Owned by husband and wife Franco Bianco and Gabriella Burlotto, the lush Castello di Verduno estate (which includes a hotel, restaurant and agriturismo) produces an impressive range of some of Piedmont’s best-known wines. Famed for their Barolo and Barbaresco, the family possesses some of the region’s best growing sites, with holdings in some of its top crus.
More accessible than Barolo or Barbaresco, the fresh and fragrant Barbera d’Alba and Dolcetto d’Alba represent two of the most consumed wines in Piedmont. Gifted enologist Mario Andrion produces clean, expressive wines with a definite nod toward the traditional.
Lesser-known to American consumers is the rare Pelaverga, a variety indigenous to the area around Verduno near Alba. This year, in addition to the popular spicy red Basadone, Vino has added Bellis Perennis to its selection, made from 100% Pelaverga vinified white!
Pelaverga Bellis Perennis NV
was $25, now $20
Lovers of Castello di Verduno’s seductive Pelaverga Basadone may be curious to try Bellis Perennis: made from 100% Pelaverga Piccolo the wine is vinified white yet no less romantic. A delicate fermentation process results in a delightfully fresh wine, ideally enjoyed as a summer aperitivo. “Bellis Perennis” is the botanical name for the daisy depicted on the wine’s label.
Verduno Pelaverga Basadone 2007
was $25, now $20
The tiny Verduno or Verduno Pelaverga appellation is perhaps Italy’s smallest: the wine is made from the rare Pelaverga grape exclusively in the hamlet of Verduno. Spicy and aromatic, locals believe that this excellent food-pairing wine possesses aphrodisiacal properties, hence the name Basadone or baciadonne in Italian, the “lady kisser.”

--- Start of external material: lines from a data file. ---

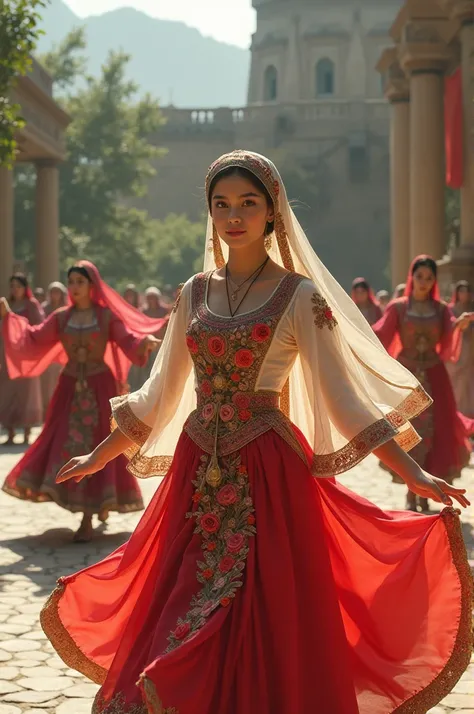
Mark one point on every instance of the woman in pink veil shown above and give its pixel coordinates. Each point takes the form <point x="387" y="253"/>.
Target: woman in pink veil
<point x="254" y="582"/>
<point x="421" y="332"/>
<point x="21" y="404"/>
<point x="96" y="338"/>
<point x="364" y="298"/>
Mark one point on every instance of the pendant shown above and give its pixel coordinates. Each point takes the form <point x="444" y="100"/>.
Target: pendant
<point x="213" y="474"/>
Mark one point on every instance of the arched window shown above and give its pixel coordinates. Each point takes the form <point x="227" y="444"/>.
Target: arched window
<point x="271" y="84"/>
<point x="324" y="78"/>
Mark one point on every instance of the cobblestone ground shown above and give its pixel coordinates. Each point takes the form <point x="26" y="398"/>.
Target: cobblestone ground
<point x="36" y="548"/>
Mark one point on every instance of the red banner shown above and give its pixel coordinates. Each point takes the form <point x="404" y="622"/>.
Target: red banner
<point x="453" y="128"/>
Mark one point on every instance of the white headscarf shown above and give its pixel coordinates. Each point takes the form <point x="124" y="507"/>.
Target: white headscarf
<point x="393" y="390"/>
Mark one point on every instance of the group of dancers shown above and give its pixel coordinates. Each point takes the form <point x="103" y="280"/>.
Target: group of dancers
<point x="254" y="583"/>
<point x="435" y="341"/>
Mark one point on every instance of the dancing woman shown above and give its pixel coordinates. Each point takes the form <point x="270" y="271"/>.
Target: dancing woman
<point x="363" y="296"/>
<point x="96" y="337"/>
<point x="20" y="399"/>
<point x="420" y="331"/>
<point x="461" y="368"/>
<point x="254" y="583"/>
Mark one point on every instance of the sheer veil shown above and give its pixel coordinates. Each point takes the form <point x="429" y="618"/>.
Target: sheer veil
<point x="394" y="392"/>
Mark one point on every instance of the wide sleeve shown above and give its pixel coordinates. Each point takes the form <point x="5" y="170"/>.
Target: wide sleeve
<point x="126" y="340"/>
<point x="30" y="349"/>
<point x="148" y="411"/>
<point x="347" y="424"/>
<point x="386" y="328"/>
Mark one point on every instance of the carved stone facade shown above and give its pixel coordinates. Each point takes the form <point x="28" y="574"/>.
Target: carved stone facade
<point x="42" y="143"/>
<point x="432" y="39"/>
<point x="315" y="102"/>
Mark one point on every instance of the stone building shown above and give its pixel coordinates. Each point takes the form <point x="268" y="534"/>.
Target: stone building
<point x="431" y="39"/>
<point x="40" y="142"/>
<point x="316" y="106"/>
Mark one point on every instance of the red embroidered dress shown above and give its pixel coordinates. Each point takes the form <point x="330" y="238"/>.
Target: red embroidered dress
<point x="250" y="586"/>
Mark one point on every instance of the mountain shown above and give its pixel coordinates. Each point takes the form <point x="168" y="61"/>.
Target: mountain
<point x="172" y="61"/>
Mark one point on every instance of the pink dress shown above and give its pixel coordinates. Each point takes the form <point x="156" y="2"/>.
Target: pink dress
<point x="21" y="403"/>
<point x="78" y="419"/>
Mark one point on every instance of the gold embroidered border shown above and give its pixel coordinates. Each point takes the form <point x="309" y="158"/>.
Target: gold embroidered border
<point x="128" y="423"/>
<point x="327" y="465"/>
<point x="62" y="641"/>
<point x="461" y="652"/>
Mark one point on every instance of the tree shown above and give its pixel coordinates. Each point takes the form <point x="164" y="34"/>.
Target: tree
<point x="109" y="161"/>
<point x="18" y="36"/>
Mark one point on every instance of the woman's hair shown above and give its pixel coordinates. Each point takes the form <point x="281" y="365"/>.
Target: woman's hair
<point x="461" y="284"/>
<point x="79" y="269"/>
<point x="425" y="262"/>
<point x="20" y="278"/>
<point x="249" y="176"/>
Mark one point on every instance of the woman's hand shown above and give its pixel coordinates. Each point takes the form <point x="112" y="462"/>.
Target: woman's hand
<point x="427" y="486"/>
<point x="79" y="467"/>
<point x="4" y="308"/>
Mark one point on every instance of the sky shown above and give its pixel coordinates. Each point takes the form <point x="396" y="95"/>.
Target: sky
<point x="213" y="18"/>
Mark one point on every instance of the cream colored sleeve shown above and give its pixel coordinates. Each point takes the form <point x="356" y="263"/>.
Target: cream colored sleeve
<point x="347" y="424"/>
<point x="153" y="406"/>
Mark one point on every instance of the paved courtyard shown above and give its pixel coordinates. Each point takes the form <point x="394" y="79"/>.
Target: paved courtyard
<point x="36" y="548"/>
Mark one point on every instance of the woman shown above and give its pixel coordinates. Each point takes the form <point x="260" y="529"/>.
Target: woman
<point x="96" y="337"/>
<point x="420" y="331"/>
<point x="363" y="296"/>
<point x="254" y="583"/>
<point x="57" y="297"/>
<point x="138" y="375"/>
<point x="20" y="399"/>
<point x="461" y="370"/>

Dolcetto d’Alba Campot 2008
was $24, now $19.20
Named after the Dolcetto vineyard in Barbaresco, Campot is a dialectal term referring to the site’s beneficial position high on the hilltop, where sunlight and excellent drainage allow for a richly colorful and velvety wine.
Barbera d’Alba 2007
was $28, now $22.40
Aged in oak for just three months, Castello di Verduno’s Barbera d’Alba is young and fruity yet still carries all the hallmarks of this famous piemontese variety. A mild winter in 2007 led to early bud break and faster ripening, which meant the grapes were picked a week earlier than usual, resulting in a more fragrant, elegant wine.
was $52, now $41.60
Castello di Verduno’s classic Barbaresco is blended from two of the zone’s most famous and coveted vineyards, Rabaja and Faset, both known for their longevity and their distinct earthiness. Low-yields and minimalist intervention in the cellar create a traditional-style Barbaresco with impressive aging potential and classic tar and rose petal flavors.
Barbaresco Rabaja 2003
was $65, now $52
Rabaja is one of the classic crus of the commune of Barbaresco. The Bianco family have owned land there for generations and made elegantly-structured and aromatic wines alongside such luminaries as Alfredo Currado, Aldo Vacca and Bruno Rocca. When Franco Bianco married Gabriella Burlotto and folded his family’s holdings into the Castello di Verduno estate he added two magnificent vineyards, Rabaja and Faset, to a collection that held the two important Barolo vineyards, Massara and Monvigliero.
Barolo Massara 2003
was $75, now $60
Castello di Verduno’s Barolo Massara is sourced from one of the great “crus” or vineyards of Barolo, Massara. Locals call the site “a sorì d’la matin”, meaning an ideal site that benefits from sunlight in the morning. As a result of the eastern exposure, the grapes sourced from this historic vineyard cool off during the afternoon and can ripen properly even in overly hot summers.